Basilica of St. Ursula

Ursulaplatz 24, Nordstadt
Cologne 50668, Germany

The walls of the Basilica of St. Ursula’s Golden Chamber are covered with ribs, skulls, femurs, and other human bones arranged into shapes and even the phrase “Holy Ursula, Pray For Us.” Built on the ancient ruins of a Roman cemetery, the church is adorned with gold and silver relics, including some crowned skulls. The bones are believed to be those of martyred virgins and Romans.

Beautiful Fountain

Schöner Brunnen

Hauptmarkt 17
Nuremberg, Germany

Every town needs a glücksbringer. That's a good luck charm available to the loveless or luckless. Nuremberg's is right in the city center, at the Hauptmarkt. On the railing that encircles the dry fountain is a gold ring. Legend has it that those who turned the ring in three complete circles will be lucky in love. The fountain's glücksbringer was installed in 1902 by Albert Leipold, although the Schöner Brunnen is far more venerable.
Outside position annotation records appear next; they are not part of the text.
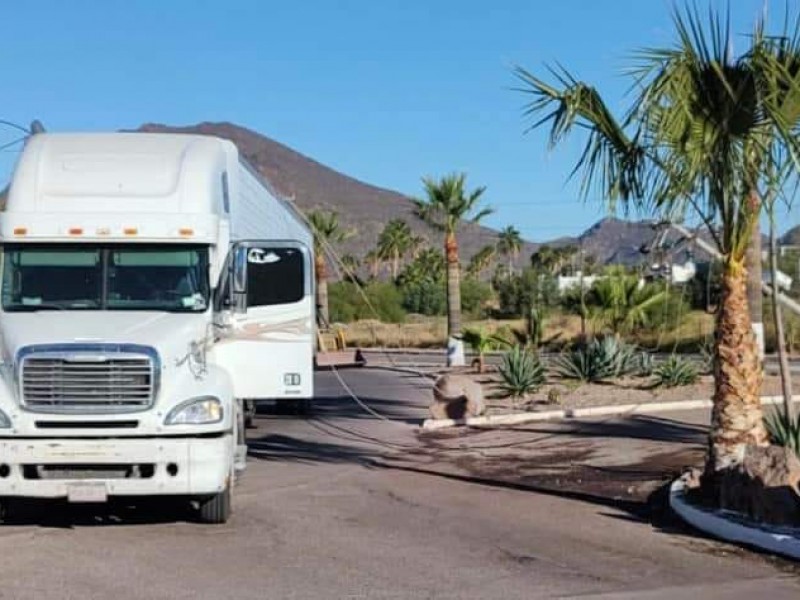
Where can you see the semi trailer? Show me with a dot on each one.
(152, 286)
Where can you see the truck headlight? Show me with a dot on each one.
(196, 411)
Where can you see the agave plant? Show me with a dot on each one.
(522, 374)
(597, 360)
(676, 371)
(783, 430)
(645, 366)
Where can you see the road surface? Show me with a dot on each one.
(349, 505)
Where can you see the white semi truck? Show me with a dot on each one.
(151, 284)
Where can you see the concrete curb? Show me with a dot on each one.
(784, 541)
(402, 370)
(576, 413)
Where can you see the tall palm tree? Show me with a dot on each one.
(622, 304)
(509, 244)
(446, 205)
(374, 260)
(327, 231)
(394, 242)
(707, 132)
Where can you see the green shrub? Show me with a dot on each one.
(645, 365)
(480, 343)
(347, 303)
(783, 431)
(676, 371)
(597, 360)
(522, 373)
(474, 295)
(424, 297)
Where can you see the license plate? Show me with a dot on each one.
(87, 492)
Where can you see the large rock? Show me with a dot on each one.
(457, 397)
(765, 485)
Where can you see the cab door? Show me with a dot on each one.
(266, 321)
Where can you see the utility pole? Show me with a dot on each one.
(583, 293)
(755, 300)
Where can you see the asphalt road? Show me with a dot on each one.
(347, 505)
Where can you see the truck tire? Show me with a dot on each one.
(249, 412)
(303, 407)
(215, 509)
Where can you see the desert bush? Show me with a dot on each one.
(676, 371)
(521, 372)
(424, 297)
(517, 293)
(783, 430)
(597, 360)
(474, 296)
(480, 343)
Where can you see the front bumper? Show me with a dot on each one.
(203, 466)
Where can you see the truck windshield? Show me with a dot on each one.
(108, 277)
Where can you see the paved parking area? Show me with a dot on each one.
(347, 505)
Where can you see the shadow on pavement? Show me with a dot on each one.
(279, 447)
(345, 407)
(639, 427)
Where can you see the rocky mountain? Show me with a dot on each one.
(363, 208)
(791, 237)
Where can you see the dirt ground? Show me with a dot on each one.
(571, 394)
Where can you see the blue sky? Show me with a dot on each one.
(386, 91)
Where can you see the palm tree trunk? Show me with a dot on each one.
(777, 313)
(755, 299)
(736, 417)
(455, 358)
(322, 290)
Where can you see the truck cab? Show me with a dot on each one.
(151, 283)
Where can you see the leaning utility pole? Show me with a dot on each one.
(755, 299)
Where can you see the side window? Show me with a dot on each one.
(275, 276)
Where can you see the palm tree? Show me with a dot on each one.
(327, 231)
(350, 266)
(703, 133)
(394, 242)
(374, 260)
(447, 203)
(509, 243)
(481, 260)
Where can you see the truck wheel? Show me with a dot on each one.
(303, 407)
(249, 412)
(216, 509)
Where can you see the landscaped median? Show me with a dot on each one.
(519, 418)
(731, 526)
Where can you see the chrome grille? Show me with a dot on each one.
(115, 382)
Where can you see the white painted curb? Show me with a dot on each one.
(576, 413)
(779, 540)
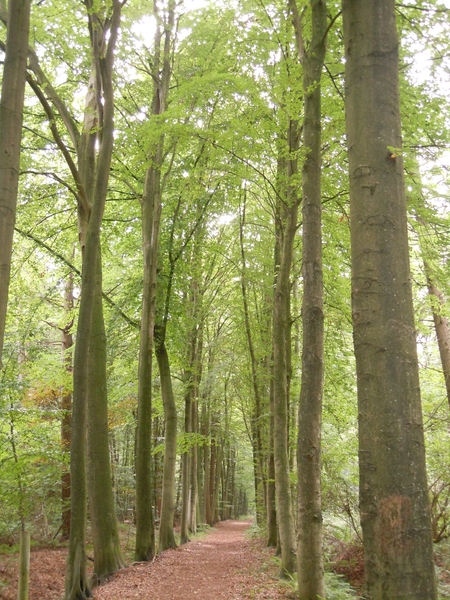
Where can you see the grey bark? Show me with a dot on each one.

This 19-meter-tall (62-foot-tall) Gothic monument was constructed in the 1390s by stonemason Heinrich Beheim. It's festooned with sculptures representing a series of significant figures: religious icons such as Moses and other prophets, local Nuremberg worthies, a handful of saints, seven Holy Roman Empire electors, Julius Caesar, and a few figures symbolizing philosophy and the arts. Originally crafted in sandstone, the old sculptures have been gradually replaced over the last century with longer-lasting shell lime figures.

Berlin Cableway

IGA Cable Car

Blumberger Damm 40
Berlin, Germany

See the world from above and relax with a ride on the Berlin Cableway. Float right over the Wuhletal valley, from Kienberg to Gärten der Welt (Gardens of the World). The spectacular view from up to 35 meters (115 feet) stretches as far as Berlin’s city center and includes mountain and valley views. With a stopover at Wolkenhain, an elevated viewing structure known as the Cloud Grove, the cableway runs a total length of 1.5 kilometers (0.93 miles). If you're lucky, you might even catch one of the six glass-bottomed cars, which hold up to 10 people. The cableway includes three stations, in Hellersdorf, Marzahn, and Kienberg.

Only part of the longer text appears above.